Clemenceau face au général Foch

Samuël Tomei

Docteur en histoire, rédacteur des débats à l’Assemblée nationale

 

Associés dans la victoire, Clemenceau et Foch n’ont pas toujours été unis dans la guerre et resteront divisés dans la paix.

Le 12 novembre 1918, Le Petit Parisien publie en une, vis-à-vis, les portraits du « libérateur Clemenceau » et du « vainqueur Foch ». Associés dans la victoire, ils n’ont pas toujours été unis dans la guerre et resteront divisés dans la paix.

Polytechnicien, artilleur, cavalier, Foch est nommé en 1895 professeur d’histoire militaire, de stratégie et de tactique générale à l’École supérieure de guerre jusqu’en 1901. En 1908, pendant le premier ministère Clemenceau, le poste de directeur de cette même école est vacant. Indifférent à son éducation jésuite, à son passé mollement antidreyfusard, le président du Conseil le nomme tout de même, chaudement recommandé qu’il est par le général Picquart, héros de l’affaire Dreyfus, ministre de la guerre, lui-même encouragé par le commandant Mordacq.

Au début de la guerre, Foch combat dans les Flandres et prend la tête des armées du Nord. Il rencontre le sénateur Clemenceau pour lui faire part de sa volonté d’être promu, mais le Tigre reste sur la réserve qui se mue en perplexité lorsque, deux ans plus tard, Foch lui fait envoyer son propre buste… Cette même année 1916, après l’échec de la bataille de la Somme, le général est écarté par Joffre. Il retourne voir Clemenceau qui, conscient de sa valeur militaire, lui suggère la patience. Le Tigre n’est pas indifférent à son énergie communicative, à son optimisme à toute épreuve. Aussi, une fois au pouvoir, est-ce à Foch qu’il songe pour devenir commandant des armées alliées, jugeant Pétain trop pessimiste, trop raisonnable. Clemenceau doit ruser pour obtenir des Britanniques, à Doullens, le 26 mars 1918, que le général français coordonne les armées alliées sur le front occidental.

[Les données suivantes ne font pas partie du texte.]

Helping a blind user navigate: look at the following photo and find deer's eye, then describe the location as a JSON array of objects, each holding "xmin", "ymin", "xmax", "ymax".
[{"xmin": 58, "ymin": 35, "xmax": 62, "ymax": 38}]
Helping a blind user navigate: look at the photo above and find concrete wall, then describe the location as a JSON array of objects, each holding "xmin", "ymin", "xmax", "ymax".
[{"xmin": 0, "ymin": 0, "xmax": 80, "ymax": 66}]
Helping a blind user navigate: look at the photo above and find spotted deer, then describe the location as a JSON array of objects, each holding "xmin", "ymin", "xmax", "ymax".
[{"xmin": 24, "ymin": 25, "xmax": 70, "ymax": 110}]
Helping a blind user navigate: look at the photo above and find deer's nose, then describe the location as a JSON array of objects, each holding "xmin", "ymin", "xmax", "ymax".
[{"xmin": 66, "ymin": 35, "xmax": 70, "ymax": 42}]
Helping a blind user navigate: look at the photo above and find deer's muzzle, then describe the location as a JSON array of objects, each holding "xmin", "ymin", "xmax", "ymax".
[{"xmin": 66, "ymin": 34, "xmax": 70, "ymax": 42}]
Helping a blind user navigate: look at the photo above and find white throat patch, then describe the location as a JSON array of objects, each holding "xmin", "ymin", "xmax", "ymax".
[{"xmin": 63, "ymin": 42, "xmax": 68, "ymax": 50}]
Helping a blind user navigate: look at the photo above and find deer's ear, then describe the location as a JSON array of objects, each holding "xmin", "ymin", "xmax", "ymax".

Le président du Conseil et ministre de la guerre lui rend fréquemment visite en son QG de Bombon afin de faire le point avec lui. Après la catastrophe du Chemin des Dames, fin mai 1918, les députés demandent la tête de Foch et de Pétain et, lors de la séance du 4 juin, Clemenceau les couvre et les sauve tous deux « par la peau du cou », écrira-t-il. Reste que la manière qu’a Foch de commander déconcerte Clemenceau puisque, au lieu d’ordonner, le général « suggère ». Le président du Conseil doit lui-même intervenir auprès du général américain Pershing, un jour que Foch n’a pas transmis, comme il le devait, certaines instructions. Pire, il refusera, en avril 1919, d’envoyer le télégramme réglant la venue des délégués allemands dans la perspective des négociations. Le président américain Wilson est stupéfait de cet acte d’insubordination et de ce que Clemenceau le maintienne à son poste : c’est que, tant que la paix n’est pas signée, il lui paraît irremplaçable.

Les années suivantes, Foch reprochera amèrement à Clemenceau d’avoir trop cédé aux Alliés, sacrifiant le glacis rhénan au profit d’illusoires garanties de sécurité américaines et britanniques. En février 1929, Clemenceau va tout de même s’incliner devant la dépouille de celui dont il ne veut pas oublier le rôle dans la Victoire. Mais la publication posthume d’entretiens où le maréchal étrille le « Père la Victoire » pousse ce dernier à sortir de son silence et à écrire ce qui sera son testament politique, Grandeurs et misères d’une victoire, où il répond point par point à Foch et, au-delà, dresse le vibrant réquisitoire de la politique d’abandons menée par ses successeurs au pouvoir.